Abstracting the Concrete

Jose Vilson Education

Last week in the classroom, I started dreading the idea of the two worst words for any regular teacher in this country: test prep. I hate it because it’s a contrived barometer of what they’ve truly learned, and en masse, becomes the data for metrics used to evaluate student progress, teacher competency, school preparedness, and demographic success rates. Unfortunately, only the people on the bottom of the totem pole ever address the malleability of these tests; they change at the behest of the emperor’s needs and not actually creating a standard for what certain grade levels should learn at any given part of their academic careers.

So instead, I decided to pull out the hardest questions from their predictive assessments (I’m a rebel) and help them understand how to do it. Let me show you. I took a problem like this:

Irregular Polygon

and actually made it more multi-dimensional.

Irregular Polygon 2

Nothing too shabby, but it’s interesting to see the kids’ faces of bewilderment. At first, only the more spatially inclined got how to do it. Then, as I started to show how the whole picture is nothing but a bunch of rectangles, the rest of the kids who were paying attention from the previous week’s lesson on the properties of a rectangle (it took a little reprogramming) were able to decipher the code on their own (for those not geometrically inclined, a hint: all parallelograms, including rectangles have 2 pairs of parallel and equidistant sides).

Of course, then I got really off-the-wall and gave them a similar figure and gave them completely off dimensions. Just to use the diagram above, the 10 was where the 7 is, and I mixed it up with some decimals, so the smart-asses in the class quipped, “But Mr. V, why didn’t you just put the measures where they belonged?”

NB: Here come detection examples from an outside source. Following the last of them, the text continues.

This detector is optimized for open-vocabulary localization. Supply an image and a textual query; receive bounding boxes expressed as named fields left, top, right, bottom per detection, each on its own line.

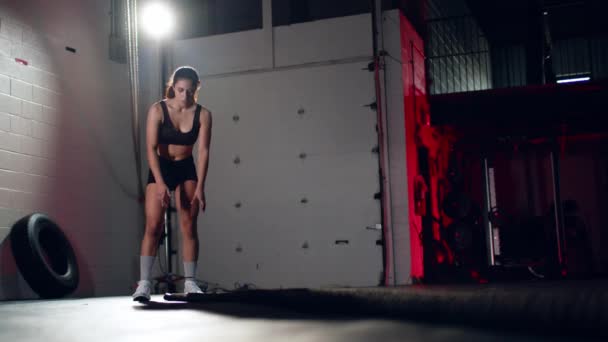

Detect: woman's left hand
left=190, top=188, right=206, bottom=211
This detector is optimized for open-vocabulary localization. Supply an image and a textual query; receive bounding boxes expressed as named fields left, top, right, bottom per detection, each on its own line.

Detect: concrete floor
left=0, top=296, right=583, bottom=342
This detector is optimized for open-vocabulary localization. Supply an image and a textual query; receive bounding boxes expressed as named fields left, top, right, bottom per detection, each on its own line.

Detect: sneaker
left=133, top=280, right=152, bottom=303
left=184, top=280, right=204, bottom=293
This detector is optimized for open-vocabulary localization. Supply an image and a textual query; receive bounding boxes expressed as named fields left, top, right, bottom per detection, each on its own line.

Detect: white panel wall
left=274, top=14, right=373, bottom=66
left=382, top=10, right=411, bottom=285
left=159, top=15, right=382, bottom=288
left=0, top=0, right=143, bottom=299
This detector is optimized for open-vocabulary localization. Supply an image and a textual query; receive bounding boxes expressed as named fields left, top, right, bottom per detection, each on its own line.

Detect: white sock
left=139, top=255, right=156, bottom=281
left=184, top=261, right=196, bottom=280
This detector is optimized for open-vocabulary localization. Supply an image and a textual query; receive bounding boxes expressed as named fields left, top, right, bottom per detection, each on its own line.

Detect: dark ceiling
left=466, top=0, right=608, bottom=44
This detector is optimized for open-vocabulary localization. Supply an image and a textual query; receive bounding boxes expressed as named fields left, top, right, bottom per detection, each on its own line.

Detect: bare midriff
left=157, top=144, right=194, bottom=161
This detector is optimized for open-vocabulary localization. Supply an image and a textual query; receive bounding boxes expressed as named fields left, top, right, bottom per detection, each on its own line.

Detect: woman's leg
left=133, top=183, right=164, bottom=302
left=175, top=180, right=203, bottom=293
left=175, top=180, right=198, bottom=262
left=141, top=183, right=164, bottom=256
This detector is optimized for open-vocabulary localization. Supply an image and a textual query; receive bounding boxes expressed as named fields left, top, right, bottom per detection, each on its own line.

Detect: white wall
left=142, top=13, right=394, bottom=288
left=382, top=10, right=412, bottom=285
left=0, top=0, right=143, bottom=299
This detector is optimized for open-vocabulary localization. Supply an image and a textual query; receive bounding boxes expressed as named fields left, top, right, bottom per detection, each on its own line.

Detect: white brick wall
left=0, top=0, right=143, bottom=300
left=0, top=5, right=60, bottom=284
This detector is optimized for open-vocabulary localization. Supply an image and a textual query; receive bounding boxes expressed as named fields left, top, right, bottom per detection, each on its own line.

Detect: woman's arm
left=146, top=103, right=167, bottom=188
left=196, top=109, right=211, bottom=192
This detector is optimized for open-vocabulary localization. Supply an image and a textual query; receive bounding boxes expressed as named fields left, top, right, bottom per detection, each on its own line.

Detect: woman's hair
left=165, top=66, right=201, bottom=105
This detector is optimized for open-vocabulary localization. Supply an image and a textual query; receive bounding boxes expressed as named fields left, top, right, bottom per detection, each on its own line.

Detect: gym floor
left=0, top=281, right=608, bottom=342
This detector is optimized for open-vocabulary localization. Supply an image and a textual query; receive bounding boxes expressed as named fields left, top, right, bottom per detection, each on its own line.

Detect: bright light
left=142, top=2, right=174, bottom=38
left=557, top=77, right=591, bottom=83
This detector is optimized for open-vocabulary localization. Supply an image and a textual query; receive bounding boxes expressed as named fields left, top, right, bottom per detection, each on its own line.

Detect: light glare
left=142, top=3, right=174, bottom=38
left=557, top=77, right=591, bottom=83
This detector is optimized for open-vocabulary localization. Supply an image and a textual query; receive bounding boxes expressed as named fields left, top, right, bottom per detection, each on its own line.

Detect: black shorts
left=148, top=156, right=198, bottom=191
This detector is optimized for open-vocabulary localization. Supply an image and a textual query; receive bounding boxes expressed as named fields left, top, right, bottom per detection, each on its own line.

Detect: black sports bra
left=158, top=101, right=202, bottom=145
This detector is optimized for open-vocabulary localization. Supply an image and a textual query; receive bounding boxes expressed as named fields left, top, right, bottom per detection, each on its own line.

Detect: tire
left=9, top=213, right=79, bottom=298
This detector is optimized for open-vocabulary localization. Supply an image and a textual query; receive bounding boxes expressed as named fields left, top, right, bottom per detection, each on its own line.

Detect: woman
left=133, top=67, right=211, bottom=302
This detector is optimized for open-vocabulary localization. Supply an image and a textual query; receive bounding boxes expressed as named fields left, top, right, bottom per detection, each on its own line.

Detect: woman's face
left=173, top=79, right=196, bottom=103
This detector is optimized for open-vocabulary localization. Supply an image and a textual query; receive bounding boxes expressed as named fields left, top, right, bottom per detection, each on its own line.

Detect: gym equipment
left=9, top=213, right=79, bottom=298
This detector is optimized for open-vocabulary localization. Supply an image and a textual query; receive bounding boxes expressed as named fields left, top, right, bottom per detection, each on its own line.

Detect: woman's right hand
left=156, top=184, right=171, bottom=208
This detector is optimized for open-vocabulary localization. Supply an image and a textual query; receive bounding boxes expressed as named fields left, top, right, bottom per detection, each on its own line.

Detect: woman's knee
left=145, top=222, right=162, bottom=239
left=180, top=217, right=197, bottom=239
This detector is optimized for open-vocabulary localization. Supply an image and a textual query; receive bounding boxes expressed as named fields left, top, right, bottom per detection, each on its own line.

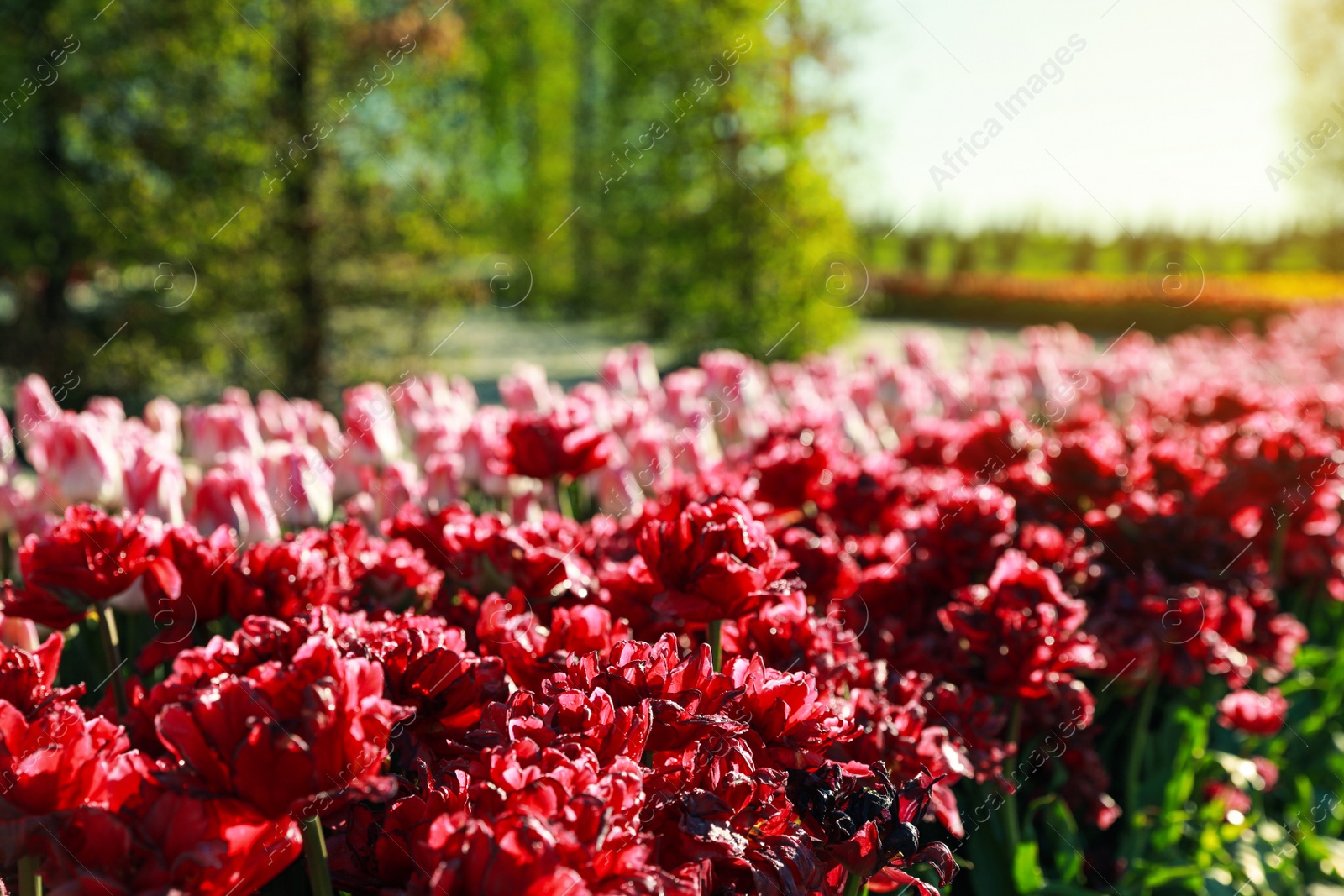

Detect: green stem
left=298, top=814, right=333, bottom=896
left=1125, top=676, right=1161, bottom=831
left=18, top=856, right=42, bottom=896
left=555, top=477, right=574, bottom=520
left=706, top=619, right=723, bottom=672
left=1004, top=701, right=1021, bottom=862
left=98, top=605, right=129, bottom=719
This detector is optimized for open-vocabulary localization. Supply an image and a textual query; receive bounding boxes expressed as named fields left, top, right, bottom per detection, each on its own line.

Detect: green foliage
left=0, top=0, right=852, bottom=401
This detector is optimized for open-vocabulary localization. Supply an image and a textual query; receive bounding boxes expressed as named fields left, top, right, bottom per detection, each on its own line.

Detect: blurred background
left=0, top=0, right=1344, bottom=405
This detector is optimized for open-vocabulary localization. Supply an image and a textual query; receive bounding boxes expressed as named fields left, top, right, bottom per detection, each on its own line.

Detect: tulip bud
left=186, top=403, right=262, bottom=466
left=343, top=383, right=402, bottom=466
left=42, top=411, right=123, bottom=506
left=191, top=451, right=280, bottom=542
left=262, top=442, right=336, bottom=528
left=144, top=395, right=181, bottom=454
left=126, top=446, right=186, bottom=525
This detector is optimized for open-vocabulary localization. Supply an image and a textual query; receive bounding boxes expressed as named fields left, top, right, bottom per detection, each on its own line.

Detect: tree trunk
left=281, top=0, right=328, bottom=398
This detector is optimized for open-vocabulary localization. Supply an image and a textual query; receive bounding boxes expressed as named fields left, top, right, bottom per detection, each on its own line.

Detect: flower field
left=0, top=307, right=1344, bottom=896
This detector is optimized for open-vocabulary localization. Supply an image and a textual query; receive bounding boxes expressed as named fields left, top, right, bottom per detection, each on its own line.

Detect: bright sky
left=843, top=0, right=1301, bottom=235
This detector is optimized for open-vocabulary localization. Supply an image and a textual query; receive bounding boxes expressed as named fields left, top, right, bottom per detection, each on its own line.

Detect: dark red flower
left=157, top=636, right=410, bottom=817
left=638, top=498, right=795, bottom=622
left=4, top=504, right=181, bottom=629
left=1218, top=688, right=1288, bottom=737
left=0, top=631, right=85, bottom=719
left=508, top=399, right=612, bottom=479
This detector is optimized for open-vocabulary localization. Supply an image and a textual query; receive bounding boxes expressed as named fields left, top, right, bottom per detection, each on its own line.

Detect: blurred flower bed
left=0, top=309, right=1344, bottom=896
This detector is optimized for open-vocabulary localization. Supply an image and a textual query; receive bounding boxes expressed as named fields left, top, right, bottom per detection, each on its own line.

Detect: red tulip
left=5, top=505, right=181, bottom=629
left=1218, top=688, right=1288, bottom=737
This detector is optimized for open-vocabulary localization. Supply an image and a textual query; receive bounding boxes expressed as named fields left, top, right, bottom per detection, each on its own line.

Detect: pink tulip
left=462, top=405, right=512, bottom=497
left=0, top=410, right=15, bottom=466
left=191, top=450, right=280, bottom=542
left=298, top=399, right=345, bottom=461
left=186, top=402, right=262, bottom=466
left=361, top=461, right=425, bottom=528
left=341, top=383, right=402, bottom=466
left=257, top=390, right=307, bottom=442
left=425, top=453, right=462, bottom=513
left=260, top=442, right=336, bottom=529
left=13, top=374, right=60, bottom=473
left=125, top=443, right=186, bottom=525
left=144, top=395, right=181, bottom=453
left=85, top=395, right=126, bottom=427
left=39, top=411, right=123, bottom=506
left=500, top=363, right=555, bottom=414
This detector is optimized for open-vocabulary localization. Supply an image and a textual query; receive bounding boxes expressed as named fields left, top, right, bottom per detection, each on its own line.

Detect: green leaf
left=1012, top=841, right=1046, bottom=893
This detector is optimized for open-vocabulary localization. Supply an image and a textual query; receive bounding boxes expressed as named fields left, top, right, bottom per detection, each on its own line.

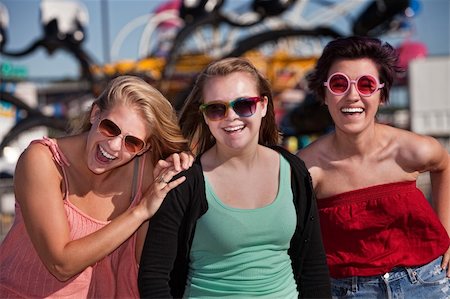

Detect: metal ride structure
left=0, top=0, right=413, bottom=155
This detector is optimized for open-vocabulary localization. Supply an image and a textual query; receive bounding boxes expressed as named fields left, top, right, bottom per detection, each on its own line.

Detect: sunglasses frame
left=199, top=96, right=264, bottom=121
left=97, top=118, right=147, bottom=154
left=323, top=72, right=384, bottom=97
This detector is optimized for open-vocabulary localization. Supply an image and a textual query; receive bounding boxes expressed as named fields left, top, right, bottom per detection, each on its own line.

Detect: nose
left=347, top=81, right=359, bottom=97
left=109, top=135, right=123, bottom=151
left=225, top=106, right=239, bottom=120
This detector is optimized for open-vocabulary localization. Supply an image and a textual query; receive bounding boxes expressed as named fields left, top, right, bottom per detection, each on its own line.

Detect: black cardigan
left=138, top=146, right=331, bottom=298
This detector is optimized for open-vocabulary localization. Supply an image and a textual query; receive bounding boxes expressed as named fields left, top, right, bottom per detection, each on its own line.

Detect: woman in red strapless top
left=298, top=37, right=450, bottom=298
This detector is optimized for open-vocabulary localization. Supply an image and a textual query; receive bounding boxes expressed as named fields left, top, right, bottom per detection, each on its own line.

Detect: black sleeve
left=300, top=161, right=331, bottom=298
left=138, top=164, right=200, bottom=298
left=274, top=147, right=331, bottom=299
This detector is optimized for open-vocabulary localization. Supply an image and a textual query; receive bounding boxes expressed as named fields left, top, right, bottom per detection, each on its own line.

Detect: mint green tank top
left=184, top=155, right=298, bottom=299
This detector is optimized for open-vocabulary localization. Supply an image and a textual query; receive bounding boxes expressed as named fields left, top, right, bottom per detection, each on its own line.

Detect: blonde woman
left=0, top=76, right=192, bottom=298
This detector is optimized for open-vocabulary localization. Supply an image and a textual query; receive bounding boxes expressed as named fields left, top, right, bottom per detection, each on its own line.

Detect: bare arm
left=405, top=135, right=450, bottom=277
left=14, top=144, right=190, bottom=281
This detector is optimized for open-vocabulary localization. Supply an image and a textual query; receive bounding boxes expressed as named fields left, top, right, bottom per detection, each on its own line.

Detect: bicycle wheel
left=0, top=114, right=68, bottom=156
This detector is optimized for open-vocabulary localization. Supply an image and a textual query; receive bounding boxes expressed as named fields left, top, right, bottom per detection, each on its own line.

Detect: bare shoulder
left=297, top=133, right=333, bottom=185
left=16, top=143, right=58, bottom=172
left=388, top=128, right=448, bottom=172
left=14, top=143, right=62, bottom=197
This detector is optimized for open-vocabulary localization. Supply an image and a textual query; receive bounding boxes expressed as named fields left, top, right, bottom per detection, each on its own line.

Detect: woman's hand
left=140, top=152, right=194, bottom=219
left=441, top=247, right=450, bottom=278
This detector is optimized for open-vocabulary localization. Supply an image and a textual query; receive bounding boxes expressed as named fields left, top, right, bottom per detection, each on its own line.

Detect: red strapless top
left=318, top=181, right=450, bottom=278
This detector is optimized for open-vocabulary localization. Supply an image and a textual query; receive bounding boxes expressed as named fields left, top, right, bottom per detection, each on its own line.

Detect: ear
left=261, top=96, right=269, bottom=117
left=90, top=104, right=101, bottom=125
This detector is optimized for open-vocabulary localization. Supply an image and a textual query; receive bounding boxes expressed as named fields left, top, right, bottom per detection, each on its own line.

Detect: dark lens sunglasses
left=323, top=73, right=384, bottom=97
left=200, top=97, right=263, bottom=120
left=98, top=118, right=145, bottom=154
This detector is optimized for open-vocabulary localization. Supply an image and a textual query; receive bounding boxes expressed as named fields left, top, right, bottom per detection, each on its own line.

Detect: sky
left=0, top=0, right=450, bottom=79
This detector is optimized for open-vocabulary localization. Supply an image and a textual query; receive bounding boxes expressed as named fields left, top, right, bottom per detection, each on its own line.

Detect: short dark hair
left=307, top=36, right=401, bottom=103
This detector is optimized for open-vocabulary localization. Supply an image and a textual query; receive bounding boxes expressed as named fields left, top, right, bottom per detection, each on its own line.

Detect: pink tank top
left=0, top=137, right=144, bottom=298
left=318, top=181, right=450, bottom=278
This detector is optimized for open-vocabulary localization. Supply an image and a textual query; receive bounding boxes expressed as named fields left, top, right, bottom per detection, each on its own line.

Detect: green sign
left=0, top=62, right=28, bottom=79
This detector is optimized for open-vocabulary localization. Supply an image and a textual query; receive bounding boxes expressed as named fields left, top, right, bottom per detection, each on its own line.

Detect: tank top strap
left=31, top=136, right=70, bottom=198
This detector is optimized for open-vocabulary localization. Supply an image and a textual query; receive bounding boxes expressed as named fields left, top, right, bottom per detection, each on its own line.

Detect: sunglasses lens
left=98, top=118, right=145, bottom=153
left=204, top=103, right=227, bottom=120
left=98, top=119, right=121, bottom=137
left=125, top=135, right=144, bottom=153
left=356, top=75, right=377, bottom=95
left=233, top=98, right=256, bottom=117
left=328, top=74, right=350, bottom=94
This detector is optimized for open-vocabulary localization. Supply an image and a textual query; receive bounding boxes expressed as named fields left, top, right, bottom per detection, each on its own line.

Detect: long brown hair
left=179, top=58, right=280, bottom=154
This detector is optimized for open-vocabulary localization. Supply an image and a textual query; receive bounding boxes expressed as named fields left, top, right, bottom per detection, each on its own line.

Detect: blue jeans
left=331, top=256, right=450, bottom=299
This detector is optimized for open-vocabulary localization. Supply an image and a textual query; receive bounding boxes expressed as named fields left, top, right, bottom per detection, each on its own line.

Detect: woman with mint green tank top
left=138, top=58, right=331, bottom=298
left=185, top=157, right=298, bottom=298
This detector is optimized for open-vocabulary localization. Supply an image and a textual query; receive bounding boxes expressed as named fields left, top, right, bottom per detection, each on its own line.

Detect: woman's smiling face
left=203, top=72, right=267, bottom=149
left=87, top=105, right=149, bottom=173
left=324, top=58, right=382, bottom=133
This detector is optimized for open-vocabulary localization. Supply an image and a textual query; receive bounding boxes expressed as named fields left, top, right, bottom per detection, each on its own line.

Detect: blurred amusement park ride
left=0, top=0, right=426, bottom=166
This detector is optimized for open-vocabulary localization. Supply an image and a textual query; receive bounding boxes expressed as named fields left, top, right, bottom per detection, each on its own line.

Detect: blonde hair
left=180, top=58, right=280, bottom=154
left=73, top=76, right=188, bottom=163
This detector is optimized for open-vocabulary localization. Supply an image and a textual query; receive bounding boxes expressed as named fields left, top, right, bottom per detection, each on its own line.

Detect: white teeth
left=99, top=146, right=116, bottom=160
left=224, top=126, right=244, bottom=132
left=341, top=108, right=364, bottom=113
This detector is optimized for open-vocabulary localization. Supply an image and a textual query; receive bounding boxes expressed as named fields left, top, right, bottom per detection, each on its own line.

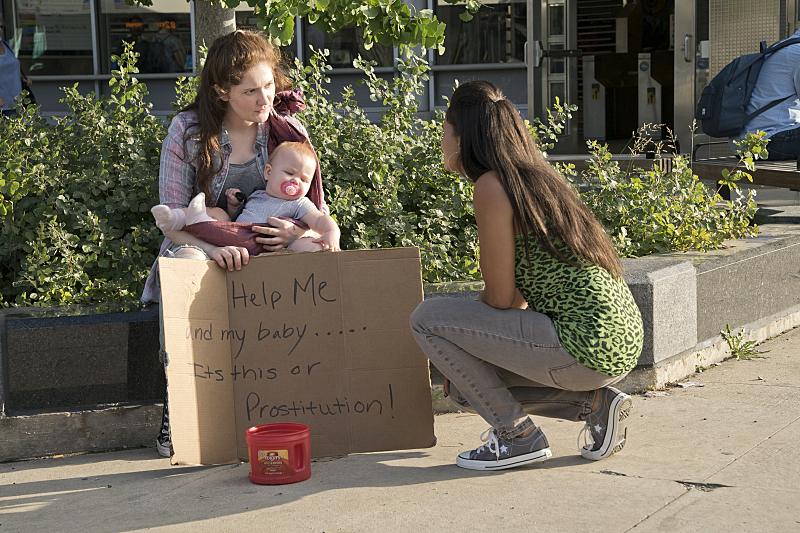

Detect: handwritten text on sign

I laughed, and like the quixotic teacher we’re used to seeing in the movies, I retorted, “It’s not about what you see. It’s about the idea behind what you see. Yes, the lengths are totally mixed up, and you’re already distracted by the mis-measurements. But if you understand that the longest length is the sum of the 2 shorter lengths parallel to it, then this should be no problem for you. Same goes with the the widths. Now, on the test, none of the lengths will be drawn to scale, so are you going to break out your ruler for every problem? I really hope not. I’m just making it obvious that you need to use your arithmetic skills to figure this out.”

Of course, one or two of them were still incredulous, but the rest understood. I was making them think for once. They couldn’t take anything for granted, and that’s important. Instantly, I found buy-in. I even differentiated by breaking the kids up in groups, and handing them cards with specially-made problems. Then they took it upon themselves to break out some chart paper and deliver how they did it to the rest of the class. I allowed for it only if I got to ask them critical questions to each and every student. Done and done.